Last, in order to prove that $V = U \oplus \ker T,$ we must show two things: (1.) $V = U + \ker T$ and (2.) $U \cap \ker T = \{0\}.$ Considering that $\{v_1, \dots, v_m, v_{m + 1}, \dots, v_n \}$ is a basis for $V$ such that $\{v_1, \dots, v_m \}$ is a basis for $U$ and $\{v_{m + 1}, \dots, v_n \}$ is a basis for $\ker T,$ the first condition holds. Given a vector $v \in U \cap \ker T,$ we have that $v = a_1 v_1 + \cdots + a_m v_m$ and $v = a_{m + 1} v_{m + 1} + \cdots + a_n v_n,$ from which it follows that $$a_1 v_1 + \cdots + a_m v_m - a_{m + 1} v_{m + 1} - \cdots - a_n v_n = 0.$$ But this implies that $a_1 = \cdots = a_m = a_{m + 1} = \cdots = a_n = 0$ so that $v = 0,$ as desired.

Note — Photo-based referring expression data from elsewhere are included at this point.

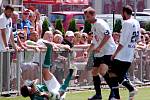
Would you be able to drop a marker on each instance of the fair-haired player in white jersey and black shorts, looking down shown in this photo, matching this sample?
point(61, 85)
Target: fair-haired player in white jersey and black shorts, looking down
point(103, 47)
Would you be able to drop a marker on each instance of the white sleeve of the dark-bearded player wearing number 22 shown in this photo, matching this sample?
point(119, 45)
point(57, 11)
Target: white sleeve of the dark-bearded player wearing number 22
point(124, 34)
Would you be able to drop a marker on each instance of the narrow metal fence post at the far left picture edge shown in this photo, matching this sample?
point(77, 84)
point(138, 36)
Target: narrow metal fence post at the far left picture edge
point(1, 72)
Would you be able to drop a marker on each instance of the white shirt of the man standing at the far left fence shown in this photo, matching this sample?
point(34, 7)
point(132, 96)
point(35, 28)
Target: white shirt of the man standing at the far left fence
point(5, 23)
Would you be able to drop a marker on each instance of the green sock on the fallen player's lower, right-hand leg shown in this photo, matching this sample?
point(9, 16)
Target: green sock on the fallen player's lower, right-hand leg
point(67, 80)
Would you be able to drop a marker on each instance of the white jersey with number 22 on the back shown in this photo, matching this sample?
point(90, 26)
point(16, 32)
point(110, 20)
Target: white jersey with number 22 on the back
point(128, 38)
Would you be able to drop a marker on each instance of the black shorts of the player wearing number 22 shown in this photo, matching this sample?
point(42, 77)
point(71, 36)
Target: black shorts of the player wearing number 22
point(120, 67)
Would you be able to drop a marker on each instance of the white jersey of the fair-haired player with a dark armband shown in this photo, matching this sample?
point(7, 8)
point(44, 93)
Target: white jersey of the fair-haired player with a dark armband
point(100, 28)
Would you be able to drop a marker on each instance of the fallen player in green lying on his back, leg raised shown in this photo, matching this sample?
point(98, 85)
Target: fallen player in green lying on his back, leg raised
point(52, 90)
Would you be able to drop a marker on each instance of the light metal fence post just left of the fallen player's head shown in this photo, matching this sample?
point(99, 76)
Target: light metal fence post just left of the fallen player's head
point(18, 72)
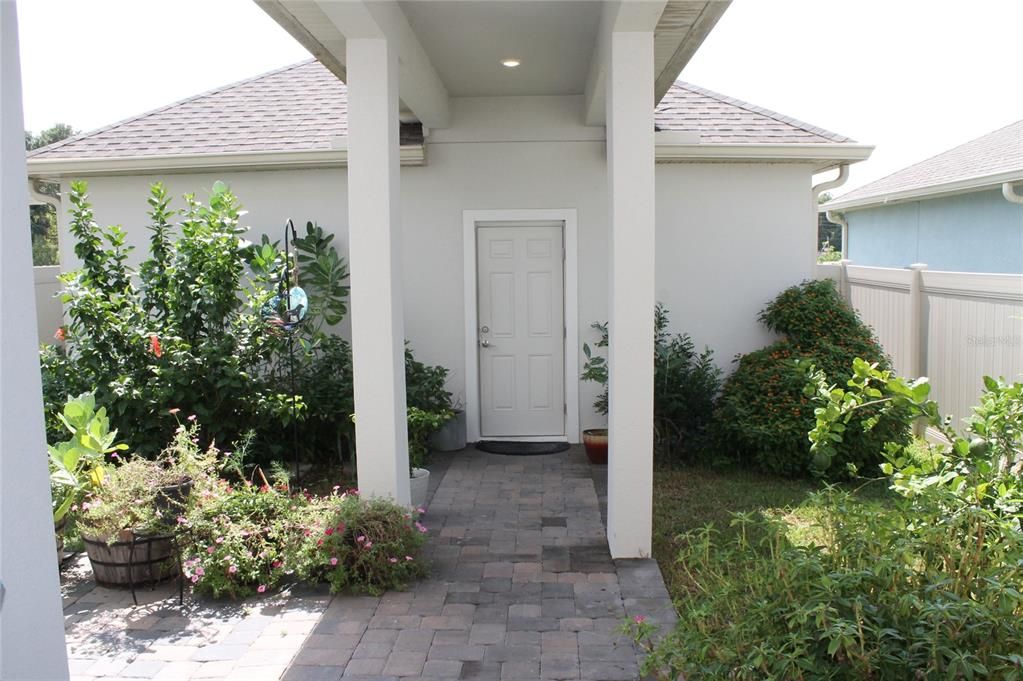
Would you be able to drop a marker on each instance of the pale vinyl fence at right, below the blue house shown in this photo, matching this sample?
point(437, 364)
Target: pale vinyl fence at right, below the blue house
point(954, 328)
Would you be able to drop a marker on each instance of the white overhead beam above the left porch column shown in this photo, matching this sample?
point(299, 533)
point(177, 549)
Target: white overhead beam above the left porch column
point(421, 89)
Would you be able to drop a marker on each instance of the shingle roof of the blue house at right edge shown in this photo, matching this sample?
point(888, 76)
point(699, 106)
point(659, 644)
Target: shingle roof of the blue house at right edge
point(994, 154)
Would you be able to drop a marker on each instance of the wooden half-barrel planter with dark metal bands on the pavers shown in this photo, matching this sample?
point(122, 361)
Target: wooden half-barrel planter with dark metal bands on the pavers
point(140, 561)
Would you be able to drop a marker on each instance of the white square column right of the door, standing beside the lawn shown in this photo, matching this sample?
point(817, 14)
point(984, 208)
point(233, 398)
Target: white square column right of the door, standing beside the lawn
point(631, 356)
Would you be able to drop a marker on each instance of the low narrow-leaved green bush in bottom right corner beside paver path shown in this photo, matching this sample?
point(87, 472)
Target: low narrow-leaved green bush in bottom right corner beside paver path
point(908, 594)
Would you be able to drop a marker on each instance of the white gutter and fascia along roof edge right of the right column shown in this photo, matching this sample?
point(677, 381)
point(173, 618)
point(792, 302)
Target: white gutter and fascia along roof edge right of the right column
point(673, 148)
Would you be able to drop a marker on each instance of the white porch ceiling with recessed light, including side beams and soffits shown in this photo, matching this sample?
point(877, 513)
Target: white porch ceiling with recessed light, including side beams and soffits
point(454, 49)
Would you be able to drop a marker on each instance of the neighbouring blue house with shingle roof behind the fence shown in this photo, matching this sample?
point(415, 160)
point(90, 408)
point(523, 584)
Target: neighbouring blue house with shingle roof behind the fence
point(958, 211)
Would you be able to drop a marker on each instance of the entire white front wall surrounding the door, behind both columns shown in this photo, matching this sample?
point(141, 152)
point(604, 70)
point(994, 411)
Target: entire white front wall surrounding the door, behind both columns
point(730, 237)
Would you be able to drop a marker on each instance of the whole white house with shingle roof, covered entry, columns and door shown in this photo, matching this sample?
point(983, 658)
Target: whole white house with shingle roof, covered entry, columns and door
point(531, 201)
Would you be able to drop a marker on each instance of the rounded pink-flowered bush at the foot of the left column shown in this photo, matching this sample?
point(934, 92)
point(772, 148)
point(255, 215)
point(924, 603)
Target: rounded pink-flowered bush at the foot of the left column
point(363, 544)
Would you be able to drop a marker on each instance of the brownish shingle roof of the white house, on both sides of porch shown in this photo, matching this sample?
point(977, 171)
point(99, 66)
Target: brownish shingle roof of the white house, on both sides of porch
point(304, 108)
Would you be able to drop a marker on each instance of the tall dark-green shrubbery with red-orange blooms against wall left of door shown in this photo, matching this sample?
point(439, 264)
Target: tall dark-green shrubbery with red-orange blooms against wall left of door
point(196, 328)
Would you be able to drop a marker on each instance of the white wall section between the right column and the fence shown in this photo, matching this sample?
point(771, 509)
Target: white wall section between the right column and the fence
point(730, 238)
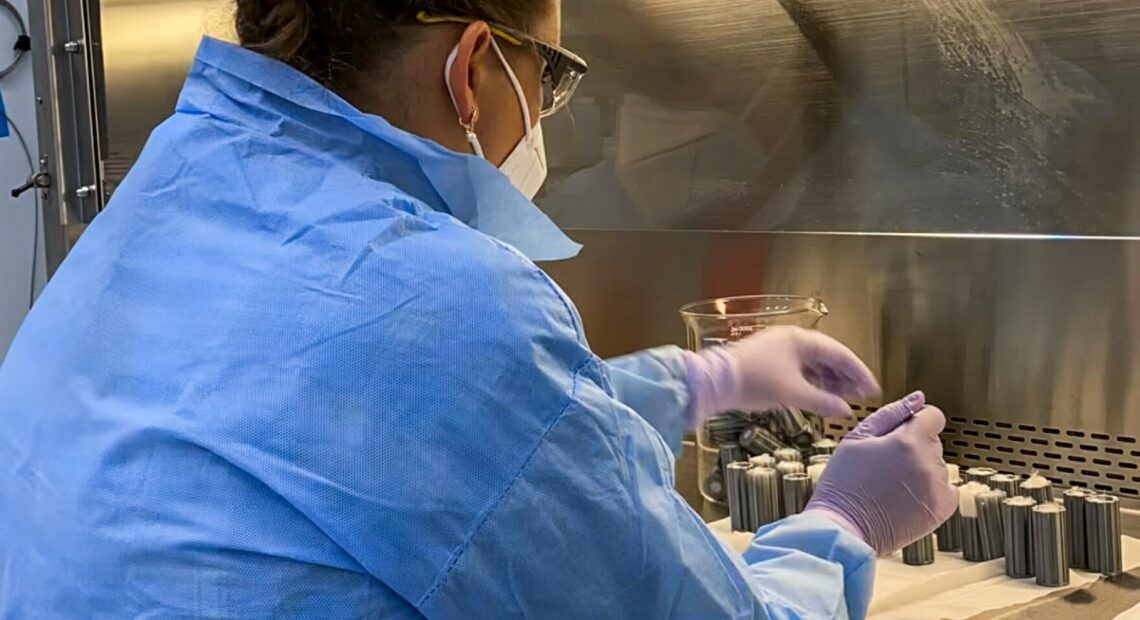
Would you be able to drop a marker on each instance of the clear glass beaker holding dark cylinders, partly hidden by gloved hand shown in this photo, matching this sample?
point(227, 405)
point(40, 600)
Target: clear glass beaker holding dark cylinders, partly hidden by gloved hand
point(713, 323)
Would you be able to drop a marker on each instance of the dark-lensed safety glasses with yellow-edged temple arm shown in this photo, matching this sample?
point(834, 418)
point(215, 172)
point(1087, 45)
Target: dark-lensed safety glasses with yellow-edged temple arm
point(564, 69)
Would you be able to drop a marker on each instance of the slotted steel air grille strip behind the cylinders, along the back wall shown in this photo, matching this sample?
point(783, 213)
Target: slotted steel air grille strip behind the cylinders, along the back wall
point(1069, 458)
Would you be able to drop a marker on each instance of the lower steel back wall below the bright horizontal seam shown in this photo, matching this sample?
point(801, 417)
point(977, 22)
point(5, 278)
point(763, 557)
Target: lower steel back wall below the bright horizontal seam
point(1029, 345)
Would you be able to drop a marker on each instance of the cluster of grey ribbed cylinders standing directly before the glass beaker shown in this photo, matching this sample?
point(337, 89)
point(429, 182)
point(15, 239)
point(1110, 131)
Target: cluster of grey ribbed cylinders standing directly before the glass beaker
point(767, 488)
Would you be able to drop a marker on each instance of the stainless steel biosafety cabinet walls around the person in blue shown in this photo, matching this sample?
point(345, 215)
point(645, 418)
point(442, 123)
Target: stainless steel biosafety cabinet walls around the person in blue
point(959, 181)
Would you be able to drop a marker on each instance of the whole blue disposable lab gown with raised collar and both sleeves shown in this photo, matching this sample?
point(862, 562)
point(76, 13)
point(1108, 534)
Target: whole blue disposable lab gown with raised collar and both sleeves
point(302, 369)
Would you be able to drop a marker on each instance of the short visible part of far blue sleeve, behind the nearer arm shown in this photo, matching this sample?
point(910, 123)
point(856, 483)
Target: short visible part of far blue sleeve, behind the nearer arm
point(653, 384)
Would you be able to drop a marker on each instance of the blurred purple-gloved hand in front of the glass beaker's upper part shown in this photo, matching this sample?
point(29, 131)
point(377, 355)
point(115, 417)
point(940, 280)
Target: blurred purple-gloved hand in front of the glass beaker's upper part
point(775, 369)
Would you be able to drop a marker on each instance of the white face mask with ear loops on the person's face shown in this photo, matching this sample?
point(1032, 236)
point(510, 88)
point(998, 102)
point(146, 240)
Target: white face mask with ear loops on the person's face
point(526, 166)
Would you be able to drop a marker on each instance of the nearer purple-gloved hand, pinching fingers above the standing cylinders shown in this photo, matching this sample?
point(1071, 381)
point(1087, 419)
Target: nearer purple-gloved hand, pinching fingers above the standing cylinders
point(887, 483)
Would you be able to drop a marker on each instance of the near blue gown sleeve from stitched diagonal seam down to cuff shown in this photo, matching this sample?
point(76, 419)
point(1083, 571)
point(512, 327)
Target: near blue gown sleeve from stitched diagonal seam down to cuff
point(592, 528)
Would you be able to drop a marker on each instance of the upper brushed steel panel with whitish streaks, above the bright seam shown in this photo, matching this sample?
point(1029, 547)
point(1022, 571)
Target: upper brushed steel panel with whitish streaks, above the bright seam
point(856, 116)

Perhaps this means nothing to you at the moment, but this is a consequence of a more general notion: we say that a short exact sequence of $R$-modules $$0 \to L \xrightarrow \varphi M \xrightarrow \psi N \to 0$$ splits if there exists an isomorphism $\gamma : M \to L \oplus N$ such that $\gamma \circ \varphi : L \to L \oplus N$ is the inclusion map and $\psi \circ \gamma^{-1} : L \oplus N \to N$ is the canonical surjection into the second coordinate. Given that $R = k$ is a field, we refer to an $R$-module (or a $k$-module, as it were) as a $k$-vector space. Every $k$-vector space is free as an $R$-module, and every free $R$-module is projective. Every short exact sequence of $R$-modules that ends with a projective $R$-module splits. By the First Isomorphism Theorem, we obtain the short exact sequence $$0 \to \ker T \xrightarrow i V \xrightarrow T W \to 0,$$ where $i : \ker T \to V$ is the inclusion map. By identifying $W$ and $V / \ker T,$ we obtain the short exact sequence $$0 \to \ker T \xrightarrow i V \xrightarrow P \frac V {\ker T} \to 0.$$ Ultimately, this is all to say that this behavior you intuitively detected is predictable and always works.